Transfer Learning: retraining Inception V3 for custom image classification
Let’s experience the power of transfer learning by adapting an existing image classifier (Inception V3) to a custom task: categorizing product images to help a food and groceries retailer reduce human effort in the inventory management process of its warehouse and retail outlets.
The source code of this work can be found on my GitHub repository below.
Tools used: TensorFlow v1.1, Python 3.4, Jupyter.

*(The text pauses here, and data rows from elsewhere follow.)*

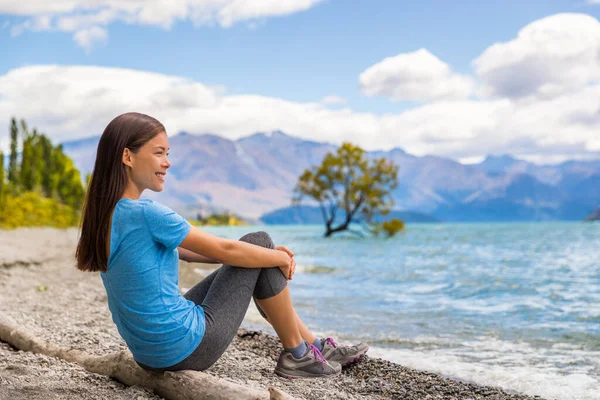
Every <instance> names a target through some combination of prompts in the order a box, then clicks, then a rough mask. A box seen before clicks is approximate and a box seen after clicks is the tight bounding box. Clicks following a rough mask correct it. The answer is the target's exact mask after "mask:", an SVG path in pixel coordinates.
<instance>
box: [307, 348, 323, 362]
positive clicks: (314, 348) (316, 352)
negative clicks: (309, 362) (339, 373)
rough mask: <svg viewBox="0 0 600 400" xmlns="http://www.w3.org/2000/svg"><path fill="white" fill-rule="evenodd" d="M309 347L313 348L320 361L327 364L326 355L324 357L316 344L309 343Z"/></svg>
mask: <svg viewBox="0 0 600 400" xmlns="http://www.w3.org/2000/svg"><path fill="white" fill-rule="evenodd" d="M308 348H309V349H311V350H312V352H313V354H314V355H315V358H316V359H317V361H318V362H320V363H321V364H325V357H323V354H321V352H320V351H319V349H317V348H316V347H315V345H312V344H309V345H308Z"/></svg>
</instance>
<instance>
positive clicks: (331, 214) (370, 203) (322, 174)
mask: <svg viewBox="0 0 600 400" xmlns="http://www.w3.org/2000/svg"><path fill="white" fill-rule="evenodd" d="M397 187H398V167H397V166H395V165H394V163H393V162H392V161H387V160H386V159H385V158H384V157H382V158H379V159H367V157H366V156H365V151H364V150H363V149H361V148H360V147H358V146H354V145H353V144H351V143H348V142H345V143H343V144H342V145H341V146H340V147H339V148H338V149H337V151H336V154H332V153H331V152H330V153H327V154H326V155H325V158H324V159H323V162H322V163H321V165H320V166H313V167H311V168H310V169H307V170H305V171H304V172H303V173H302V175H301V176H300V178H298V182H297V184H296V187H295V188H294V193H295V195H294V198H293V200H292V202H293V204H294V205H299V204H300V202H301V201H302V198H303V197H304V196H308V197H309V198H312V199H314V200H316V201H317V202H318V203H319V206H320V208H321V213H322V215H323V220H324V222H325V227H326V228H327V231H326V232H325V237H329V236H331V235H332V234H334V233H336V232H341V231H345V230H348V231H349V232H352V233H355V234H359V235H362V233H361V232H356V231H353V230H351V229H349V227H350V224H351V223H358V224H361V226H362V227H364V228H366V229H367V230H368V231H370V232H371V233H373V234H375V235H379V234H380V233H382V232H385V234H386V235H387V236H393V235H394V234H396V233H397V232H398V231H400V230H402V229H404V223H403V222H402V221H401V220H399V219H392V220H390V221H386V222H383V223H377V222H376V221H375V220H376V217H377V216H378V215H387V214H389V212H390V210H391V209H392V207H393V206H394V200H393V198H392V196H391V192H392V191H393V190H394V189H396V188H397ZM340 210H341V211H342V213H340V214H339V216H340V217H341V218H342V220H341V222H338V224H339V225H338V226H333V224H334V223H336V215H338V212H339V211H340ZM338 220H339V218H338Z"/></svg>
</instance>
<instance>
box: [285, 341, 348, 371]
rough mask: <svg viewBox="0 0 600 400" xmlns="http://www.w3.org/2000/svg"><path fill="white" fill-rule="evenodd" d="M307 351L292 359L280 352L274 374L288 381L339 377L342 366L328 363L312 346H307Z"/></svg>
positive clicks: (315, 348)
mask: <svg viewBox="0 0 600 400" xmlns="http://www.w3.org/2000/svg"><path fill="white" fill-rule="evenodd" d="M307 345H308V350H307V351H306V353H304V355H303V356H302V357H300V358H294V356H293V355H292V353H290V352H288V351H282V352H281V355H280V356H279V360H278V361H277V366H276V367H275V373H276V374H277V375H279V376H283V377H284V378H288V379H295V378H328V377H332V376H336V375H339V374H340V373H341V372H342V366H341V365H340V364H338V363H334V362H332V363H330V362H328V361H327V360H325V358H323V355H322V354H321V352H320V351H319V349H317V348H316V347H315V346H313V345H312V344H308V343H307Z"/></svg>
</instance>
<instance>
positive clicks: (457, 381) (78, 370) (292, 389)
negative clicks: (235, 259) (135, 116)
mask: <svg viewBox="0 0 600 400" xmlns="http://www.w3.org/2000/svg"><path fill="white" fill-rule="evenodd" d="M76 238H77V231H76V230H75V229H69V230H55V229H50V228H43V229H19V230H16V231H0V243H2V251H1V252H0V312H2V313H5V314H6V315H8V316H10V317H11V318H13V319H14V320H15V321H17V322H18V323H19V324H20V325H22V326H23V327H25V328H27V329H28V330H29V331H30V332H31V333H33V334H35V335H36V336H39V337H40V338H43V339H45V340H48V341H51V342H54V343H57V344H60V345H61V346H65V347H70V348H73V349H78V350H83V351H85V352H86V353H88V354H91V355H105V354H109V353H111V352H114V351H119V350H124V349H126V346H125V344H124V342H123V341H122V339H121V338H120V337H119V335H118V333H117V331H116V328H115V326H114V324H113V323H112V320H111V317H110V313H109V311H108V307H107V304H106V294H105V292H104V287H103V286H102V283H101V280H100V277H99V274H98V273H85V272H81V271H78V270H76V268H75V267H74V258H73V251H74V246H75V243H76ZM32 245H34V246H35V248H34V247H32ZM199 268H202V267H199ZM213 268H214V266H213ZM250 312H251V311H250ZM243 327H244V329H240V330H239V331H238V335H237V336H236V337H235V338H234V341H233V343H232V345H230V346H229V348H228V350H227V351H226V352H225V354H224V355H223V356H222V357H221V359H220V360H219V361H218V362H217V363H216V364H215V365H214V366H213V367H211V368H210V369H209V370H207V371H205V372H207V373H209V374H211V375H214V376H217V377H220V378H223V379H226V380H229V381H233V382H236V383H240V384H242V385H246V386H249V387H256V388H262V389H265V388H267V387H268V386H275V387H277V388H279V389H281V390H283V391H285V392H286V393H288V394H290V395H292V396H295V397H297V398H306V399H313V398H325V399H329V398H331V399H367V398H368V399H388V398H403V399H423V398H430V399H540V397H537V396H536V397H532V396H527V395H522V394H517V393H508V392H506V391H504V390H502V389H499V388H494V387H487V386H481V385H477V384H474V383H470V382H464V381H459V380H453V379H450V378H446V377H442V376H440V375H437V374H433V373H428V372H422V371H416V370H413V369H410V368H406V367H403V366H402V365H399V364H395V363H392V362H389V361H386V360H382V359H378V358H371V357H368V353H367V357H365V358H364V359H363V360H362V361H361V362H359V363H357V364H354V365H352V366H350V367H348V368H345V369H344V371H343V373H342V375H341V376H340V377H339V378H336V379H332V380H319V379H317V380H294V381H289V380H286V379H283V378H279V377H277V376H276V375H275V374H274V373H273V369H274V367H275V363H276V359H277V356H278V355H279V351H280V349H281V346H280V344H279V341H278V339H277V338H276V337H274V336H272V335H270V334H268V333H265V332H264V331H265V329H264V328H261V330H262V331H263V332H256V331H255V329H257V328H259V327H258V326H257V324H256V323H252V322H250V321H248V320H247V319H246V320H245V322H244V324H243ZM0 360H2V361H0V399H3V398H11V399H16V400H20V399H37V398H40V399H41V398H49V397H50V398H51V397H52V396H55V397H63V396H64V397H68V398H74V399H92V398H94V399H96V398H107V399H108V398H110V399H129V398H136V399H159V398H160V397H158V396H156V395H154V394H153V393H152V392H149V391H147V390H145V389H144V388H139V387H127V386H125V385H123V384H121V383H119V382H116V381H115V380H112V379H110V378H108V377H103V376H100V375H97V374H93V373H89V372H87V371H85V370H84V369H83V368H81V367H79V366H77V365H76V364H72V363H68V362H65V361H62V360H59V359H56V358H53V357H48V356H44V355H39V354H33V353H28V352H22V351H15V350H14V349H12V348H11V347H10V346H8V345H7V344H6V343H2V342H0Z"/></svg>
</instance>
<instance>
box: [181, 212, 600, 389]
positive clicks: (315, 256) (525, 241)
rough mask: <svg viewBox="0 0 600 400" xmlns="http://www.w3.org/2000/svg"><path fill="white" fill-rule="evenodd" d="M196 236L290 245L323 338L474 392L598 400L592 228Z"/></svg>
mask: <svg viewBox="0 0 600 400" xmlns="http://www.w3.org/2000/svg"><path fill="white" fill-rule="evenodd" d="M202 229H205V230H207V231H209V232H211V233H214V234H216V235H218V236H221V237H227V238H231V239H238V238H239V237H241V236H242V235H244V234H245V233H248V232H252V231H256V230H265V231H267V232H268V233H269V234H270V235H271V237H272V238H273V240H274V242H275V244H276V245H285V246H287V247H289V248H290V249H291V250H292V251H293V252H294V253H295V254H296V256H295V257H296V262H297V264H298V270H297V272H296V274H295V275H294V279H293V280H292V281H291V282H290V288H291V291H292V297H293V299H294V304H295V307H296V310H297V312H298V314H299V315H300V316H301V317H302V319H303V320H304V321H305V322H306V324H307V325H308V326H309V327H310V328H311V329H313V330H314V331H315V332H316V333H318V334H319V335H331V336H333V337H334V338H337V339H339V340H340V341H342V342H356V341H359V340H364V341H367V342H368V343H369V344H370V346H371V350H370V351H369V353H368V354H369V355H371V356H376V357H382V358H385V359H388V360H390V361H394V362H398V363H400V364H402V365H405V366H408V367H412V368H415V369H419V370H426V371H432V372H436V373H440V374H442V375H445V376H448V377H453V378H457V379H462V380H468V381H473V382H476V383H479V384H484V385H492V386H499V387H502V388H505V389H508V390H514V391H518V392H522V393H526V394H531V395H540V396H543V397H546V398H558V399H598V398H600V395H599V393H600V224H598V223H562V222H551V223H506V224H409V225H407V229H406V231H405V232H404V233H402V234H399V235H397V236H396V237H394V238H391V239H383V238H379V239H377V238H366V239H361V238H358V237H356V236H353V235H351V234H348V233H344V234H343V235H338V236H333V237H330V238H327V239H324V238H323V232H324V228H323V227H322V226H253V227H206V228H202ZM184 284H185V285H191V284H192V283H189V282H182V285H184ZM253 318H254V322H255V323H261V319H260V318H259V317H258V316H256V315H255V316H254V317H253Z"/></svg>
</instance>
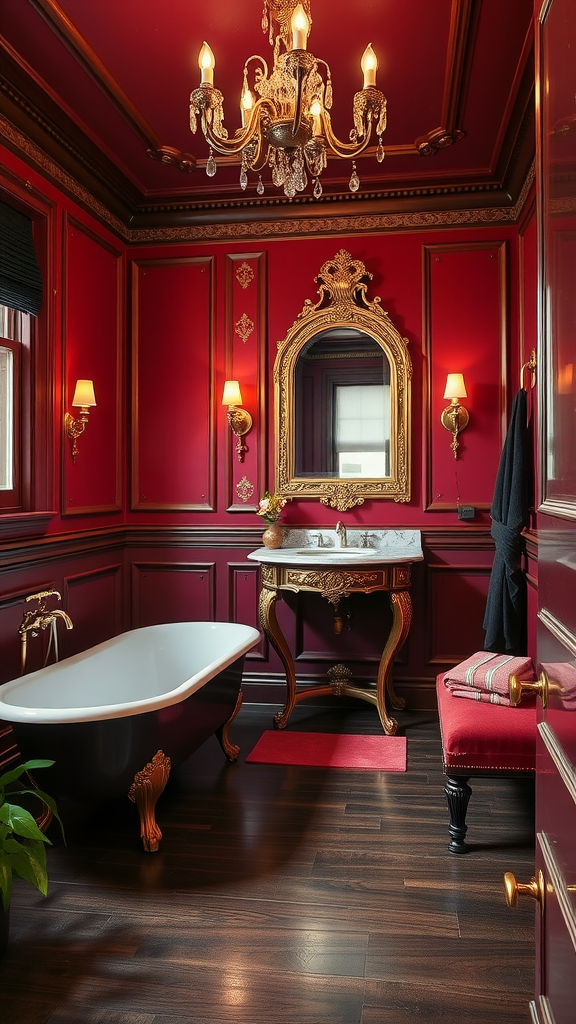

The applications of Deep Neural Networks are literally on a roll. Whether it is in healthcare, transportation or retail, companies across all industries are excited about investing in building intelligent solutions. Meanwhile, let’s hope human intelligence remains uncontested :)
Trending AI Articles:
In the actual case, a solution such as a powerful image classifier can help the company track shelf inventory, categorize products, record product volume, from raw products images captured in real time by dedicated devices (drones? robots ?). And for sure, being able to identify a product and predict its category from a given picture is part of the deal and this is what this experiment is all about: we shall train a bot to categorize food & grocery products from images.
“What an easy task!”, We think as human beings but it is not necessarily the case for computer programs. The assumption doesn’t even hold for all categories of human beings anyway; a 5-years-old child is the perfect counter-example! When we zoom in, it is all about seeing enough product images in your life that you can easily recognize any product you have seen before, from a given image.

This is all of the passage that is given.